I killed a man today. Shot a Five-Seven through the back of his scull. Now I'm at a damn art store... Fucking blood. There's a fine example of nine to five for you. For once I want a clean job. Sorry fuck. One more down for takeing the wrong damn money. Shit.

This one.

Shit. Bet he had kids. Two rich shit girls. Fuck. Great thing to come home to. Why does it have to be so damn bloody? Fuck.

This is fucking expensive.

Fuck!... Calm down. That's a fucking great thing to come home to. Their mom will be fucking hystarical. Shit cops trying to explain it. Damnit. Damion breath you shit.

What are you looking at.

Fuck.

I don't need anything else.

It's a job. just a job. Nine to five. Don't take it home. Ingore it. Just ignore it. Breath. Work. People fucking die every damn day. Get fucking mixed up. Get fucking shot. Forget it.

"Sir!"

"What? Uh yeah. Sorry, how much?"

"Forty-six eighty-four. You okay? You seem kinda out of it you know"

Fuck off. "Just work"

"Guy like you doesn't seem like he should have to think so hard"

Is she fucking hitting on me? "H'ya, well we all have our skeletons" I just made a pun out of my last corpse. Good job. You getting over it.

"Hey, do I recognize you"

Really bitch? I don't know, do you? "You might. I get around" Fucking finish my transaction.

"Yeah. You don't have a look a girl forgets, you know"

I know. Bag it. "Guess not"

"Like, a lot guys can't wear their hair so long and still look so rugged you know"

ya know ya know ya know. Fuck! "Haha, thanks. Honestly I'm used to people saying I'm kind of girly" Why did you just give a reason to keep talking? You fucking polite bastard.

"No way, not with that scruff. It's hot"

Ohh kaay. Time to beat it. I'm not in the mood for a cheap fuck. "Wow. Well, thank you" Card. give me my fucking card.

"Oh my God, and that accent. You are like from England right?"

Is there a fucking manager around. Please let a line start forming. Please. "Welsh. Can I get my card?"

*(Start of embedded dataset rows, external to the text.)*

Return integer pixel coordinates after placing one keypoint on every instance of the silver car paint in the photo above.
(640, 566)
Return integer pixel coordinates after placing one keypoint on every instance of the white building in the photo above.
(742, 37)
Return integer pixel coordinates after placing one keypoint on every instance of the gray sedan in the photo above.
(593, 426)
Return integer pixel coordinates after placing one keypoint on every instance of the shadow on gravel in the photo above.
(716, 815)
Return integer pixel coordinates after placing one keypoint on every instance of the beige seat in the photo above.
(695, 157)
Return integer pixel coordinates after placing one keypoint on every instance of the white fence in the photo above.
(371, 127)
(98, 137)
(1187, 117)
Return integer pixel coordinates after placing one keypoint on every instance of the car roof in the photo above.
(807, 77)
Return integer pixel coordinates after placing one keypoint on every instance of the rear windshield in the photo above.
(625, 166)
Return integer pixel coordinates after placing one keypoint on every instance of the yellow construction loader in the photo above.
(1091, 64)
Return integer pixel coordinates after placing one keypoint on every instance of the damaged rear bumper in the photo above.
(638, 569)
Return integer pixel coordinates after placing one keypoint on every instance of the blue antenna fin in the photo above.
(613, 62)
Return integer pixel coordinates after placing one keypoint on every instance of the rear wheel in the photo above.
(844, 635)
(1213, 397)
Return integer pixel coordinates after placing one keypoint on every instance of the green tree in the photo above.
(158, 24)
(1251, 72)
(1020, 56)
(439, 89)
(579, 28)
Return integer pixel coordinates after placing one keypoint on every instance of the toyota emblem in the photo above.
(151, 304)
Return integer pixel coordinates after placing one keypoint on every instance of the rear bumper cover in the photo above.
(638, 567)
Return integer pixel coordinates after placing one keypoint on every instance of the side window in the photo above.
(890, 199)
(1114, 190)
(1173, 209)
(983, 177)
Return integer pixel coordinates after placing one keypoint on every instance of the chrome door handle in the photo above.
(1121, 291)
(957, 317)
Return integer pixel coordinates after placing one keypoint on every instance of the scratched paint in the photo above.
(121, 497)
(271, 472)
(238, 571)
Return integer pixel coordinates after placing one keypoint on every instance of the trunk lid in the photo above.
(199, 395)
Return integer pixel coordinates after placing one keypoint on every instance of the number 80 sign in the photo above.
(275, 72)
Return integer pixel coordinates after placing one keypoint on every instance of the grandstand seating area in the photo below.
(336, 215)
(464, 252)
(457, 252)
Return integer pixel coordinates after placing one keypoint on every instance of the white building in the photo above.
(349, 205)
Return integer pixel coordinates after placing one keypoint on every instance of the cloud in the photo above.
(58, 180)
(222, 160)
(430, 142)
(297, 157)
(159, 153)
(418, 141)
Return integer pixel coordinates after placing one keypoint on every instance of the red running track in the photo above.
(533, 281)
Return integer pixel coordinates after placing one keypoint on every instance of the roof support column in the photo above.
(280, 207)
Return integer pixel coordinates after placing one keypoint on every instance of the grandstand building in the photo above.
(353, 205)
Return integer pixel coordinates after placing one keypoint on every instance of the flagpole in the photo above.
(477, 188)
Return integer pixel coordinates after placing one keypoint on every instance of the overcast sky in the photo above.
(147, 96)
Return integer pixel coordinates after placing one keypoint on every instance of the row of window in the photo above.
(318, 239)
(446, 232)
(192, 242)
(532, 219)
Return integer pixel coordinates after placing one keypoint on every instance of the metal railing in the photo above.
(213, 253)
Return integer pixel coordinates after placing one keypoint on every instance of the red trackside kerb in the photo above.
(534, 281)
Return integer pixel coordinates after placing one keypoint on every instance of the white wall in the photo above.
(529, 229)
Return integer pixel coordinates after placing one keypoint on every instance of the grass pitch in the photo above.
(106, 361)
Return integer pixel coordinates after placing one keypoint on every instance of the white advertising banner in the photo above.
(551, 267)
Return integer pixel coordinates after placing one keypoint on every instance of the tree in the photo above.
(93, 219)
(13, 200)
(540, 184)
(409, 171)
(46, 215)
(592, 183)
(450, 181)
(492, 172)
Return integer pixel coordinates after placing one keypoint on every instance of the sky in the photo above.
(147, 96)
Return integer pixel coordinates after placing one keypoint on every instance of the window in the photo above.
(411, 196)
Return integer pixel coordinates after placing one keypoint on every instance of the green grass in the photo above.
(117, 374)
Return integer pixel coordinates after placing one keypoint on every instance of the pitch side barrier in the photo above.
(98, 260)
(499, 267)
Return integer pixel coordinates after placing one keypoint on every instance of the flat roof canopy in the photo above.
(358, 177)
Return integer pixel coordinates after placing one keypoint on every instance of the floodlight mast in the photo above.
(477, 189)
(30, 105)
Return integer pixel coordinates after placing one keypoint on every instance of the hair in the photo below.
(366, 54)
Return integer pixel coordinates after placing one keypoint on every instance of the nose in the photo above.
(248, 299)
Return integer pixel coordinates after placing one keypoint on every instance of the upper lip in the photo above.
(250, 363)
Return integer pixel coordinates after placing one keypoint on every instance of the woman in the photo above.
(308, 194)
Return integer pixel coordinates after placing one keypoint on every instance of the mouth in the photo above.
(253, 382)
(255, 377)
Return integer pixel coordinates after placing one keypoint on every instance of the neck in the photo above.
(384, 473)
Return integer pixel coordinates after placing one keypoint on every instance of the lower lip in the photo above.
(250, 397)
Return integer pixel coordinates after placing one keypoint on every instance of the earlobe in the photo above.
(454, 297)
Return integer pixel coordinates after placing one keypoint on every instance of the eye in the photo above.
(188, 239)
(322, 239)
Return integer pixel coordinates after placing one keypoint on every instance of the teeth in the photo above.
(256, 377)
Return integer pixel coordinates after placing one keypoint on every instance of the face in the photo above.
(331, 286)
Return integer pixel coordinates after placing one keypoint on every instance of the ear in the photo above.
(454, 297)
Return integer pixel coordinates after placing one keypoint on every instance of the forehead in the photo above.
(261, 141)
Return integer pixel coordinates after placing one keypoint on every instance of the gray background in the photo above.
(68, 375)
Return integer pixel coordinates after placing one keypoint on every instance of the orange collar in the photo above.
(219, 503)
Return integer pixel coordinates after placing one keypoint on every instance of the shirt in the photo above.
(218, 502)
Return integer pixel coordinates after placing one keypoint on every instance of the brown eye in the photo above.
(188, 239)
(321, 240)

"Oh. My. God. I. Am. So! Sorry. Here you go"

If she fucking touches me. Fuck. What an easy fucking cunt. "Thank you. Have a good day" Just get the hell out.

Oh man. Hope he was cheating on his wife and beat his children.

Damion Kreigh walked through the door of his penthouse. Middle of Soho and a block from Broadway. Three floors loft style. Open as can be floor plan. Huge windows. High ceilings. Three beds, two baths. Indoor second floor pool. Garden patio. His damn baby. Hundred years of selling his soul to the highest bidder finally paid of. Sort of.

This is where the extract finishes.